システム開発者からみた福島第一原発と東京電力のこと

福島原発東京電力も日本も大変な状態になっている。

私はシステム開発を生業にしているので、その立場で感じたことを書いておこうと思う。
前もって言っておくと、他のどんな意見も批判するものではないし、擁護するものでもない。

東電はおそらく SIer に近い。
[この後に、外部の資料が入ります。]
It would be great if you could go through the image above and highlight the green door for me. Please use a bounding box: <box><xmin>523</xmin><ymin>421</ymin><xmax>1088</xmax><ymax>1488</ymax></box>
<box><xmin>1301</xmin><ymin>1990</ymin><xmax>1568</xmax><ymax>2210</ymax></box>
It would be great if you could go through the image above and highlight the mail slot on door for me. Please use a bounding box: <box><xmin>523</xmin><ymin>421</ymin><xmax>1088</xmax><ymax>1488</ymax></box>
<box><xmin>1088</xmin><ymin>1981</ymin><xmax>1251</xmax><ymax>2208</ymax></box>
システムを実際に開発するのに当たる下請け企業が沢山いることだろう。
建物を設計したり、材料を作ったり、実際に建物を立てたりが、システムを開発している所に当たる。

開発のマネジメント全般を受け持つのが東京電力(実際に知っているわけではないので、間違っている可能性は大いにある)。

今回の福島原発の件はシステムのバグの様に感じる。
システムでバグが発生し、データの回復に務めているのが今の状態。
もう、それこそ色々な人を巻き込みつつ。
バグの改修が完了するのはいつの日か、という感じである(もうシステムそのものを破棄する予定だろうが)。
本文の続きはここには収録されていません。